Large bodies of water don’t typically change much over short periods of time. Aside from freezing over in the winter in cooler climates, lakes are typically pretty resilient to change. The iconic Lonar Lake in India is challenging that notion by dramatically shifting its color from a deep green to bright pink in what appears to be a very short period of time.
The color change was so dramatic that the lake, which sits in a massive meteor crater, is now an even bigger tourist destination than it already was. The best part? Scientists don’t know for sure what caused the rapid change in hue.
The lake itself is pretty special, and not just because its existence is linked to a meteorite strike. Its location is fairly remote, and the water in the lake is highly alkaline and also very salty. For decades, the lake was a deep bluish-green color, and visitors stopped because the landscape — specifically the mountainous ring around the edge of the crater — is just plain cool.
“India’s Lonar Crater began causing confusion soon after it was identified in 1823 by a British officer named C.J.E. Alexander,” NASA says of the crater. “Lonar Crater sits inside the Deccan Plateau—a massive plain of volcanic basalt rock leftover from eruptions some 65 million years ago. Its location in this basalt field suggested to some geologists that it was a volcanic crater. Today, however, Lonar Crater is understood to result from a meteorite impact that occurred between 35,000 and 50,000 years ago.”
Small temples constructed over the course of hundreds of years dot the ring of the crater and the lake. As for wildlife, you won’t find much in the lake itself, as the lake is so salty that it prevents fish species from calling it home. It’s an interesting place, and now that some unseen force has completely changed the color of the lake, it’s even more interesting.
When a large body of water changes color, it’s typically linked to changes in the microorganisms that exist there. Scientists haven’t nailed down the cause of Lonar Lake’s color swap, but the most plausible theory seems to be that the lake is enduring a strong algae bloom or perhaps a more dramatic shift in its chemical makeup.

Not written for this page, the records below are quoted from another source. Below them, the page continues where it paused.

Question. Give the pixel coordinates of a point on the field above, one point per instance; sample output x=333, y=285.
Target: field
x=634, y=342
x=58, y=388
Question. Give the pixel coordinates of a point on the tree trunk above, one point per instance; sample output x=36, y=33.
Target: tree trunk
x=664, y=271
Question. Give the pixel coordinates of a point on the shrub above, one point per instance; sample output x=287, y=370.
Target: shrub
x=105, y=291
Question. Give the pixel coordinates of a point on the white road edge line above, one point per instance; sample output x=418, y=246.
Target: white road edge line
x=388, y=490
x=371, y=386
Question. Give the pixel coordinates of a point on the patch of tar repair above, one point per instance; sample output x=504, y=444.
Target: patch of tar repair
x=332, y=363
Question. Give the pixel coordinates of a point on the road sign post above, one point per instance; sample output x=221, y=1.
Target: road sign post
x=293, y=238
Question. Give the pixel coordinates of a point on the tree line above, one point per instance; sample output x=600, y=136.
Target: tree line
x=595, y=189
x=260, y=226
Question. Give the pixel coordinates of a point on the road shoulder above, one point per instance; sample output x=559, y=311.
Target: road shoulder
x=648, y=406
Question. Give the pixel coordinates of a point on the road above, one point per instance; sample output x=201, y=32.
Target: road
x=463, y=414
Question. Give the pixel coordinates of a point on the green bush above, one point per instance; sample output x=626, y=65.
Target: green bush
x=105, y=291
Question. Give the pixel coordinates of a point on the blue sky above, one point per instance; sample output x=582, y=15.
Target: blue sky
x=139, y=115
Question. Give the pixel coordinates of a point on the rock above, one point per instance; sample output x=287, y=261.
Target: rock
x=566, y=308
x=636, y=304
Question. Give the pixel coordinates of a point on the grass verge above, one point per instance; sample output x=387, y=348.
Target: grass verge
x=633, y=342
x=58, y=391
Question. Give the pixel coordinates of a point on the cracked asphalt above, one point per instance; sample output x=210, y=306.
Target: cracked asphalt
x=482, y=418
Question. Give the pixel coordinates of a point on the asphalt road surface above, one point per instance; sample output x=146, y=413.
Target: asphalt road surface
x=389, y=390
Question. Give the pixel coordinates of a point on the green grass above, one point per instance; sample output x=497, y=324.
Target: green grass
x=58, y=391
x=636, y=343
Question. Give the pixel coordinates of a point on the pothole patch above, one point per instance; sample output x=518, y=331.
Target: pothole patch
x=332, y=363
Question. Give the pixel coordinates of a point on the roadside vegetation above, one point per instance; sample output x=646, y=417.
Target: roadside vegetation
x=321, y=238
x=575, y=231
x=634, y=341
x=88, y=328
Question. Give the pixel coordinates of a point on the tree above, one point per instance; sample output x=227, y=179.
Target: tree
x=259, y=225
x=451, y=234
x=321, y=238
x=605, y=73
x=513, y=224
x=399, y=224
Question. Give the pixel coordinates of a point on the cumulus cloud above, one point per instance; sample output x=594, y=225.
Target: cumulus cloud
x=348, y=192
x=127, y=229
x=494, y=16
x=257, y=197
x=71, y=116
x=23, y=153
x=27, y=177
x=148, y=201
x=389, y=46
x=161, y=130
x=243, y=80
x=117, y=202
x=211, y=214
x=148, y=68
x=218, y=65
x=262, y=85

“My hunch is that this lake has periodic pink algal blooms, maybe not unlike alkali lakes in East Africa and even ‘red tides’ in the sea,” James Andrews of AccuWeather explains. “Another possibility – even more speculative as I am not a chemist by trade – is the formation of finely suspended iron oxide, or hydroxide, particles as a result of some kind of chemical or pH change.”
Whatever the case, there will surely be plenty of eyes on the lake to see if it decides to change back, perhaps offering some additional context for its behavior.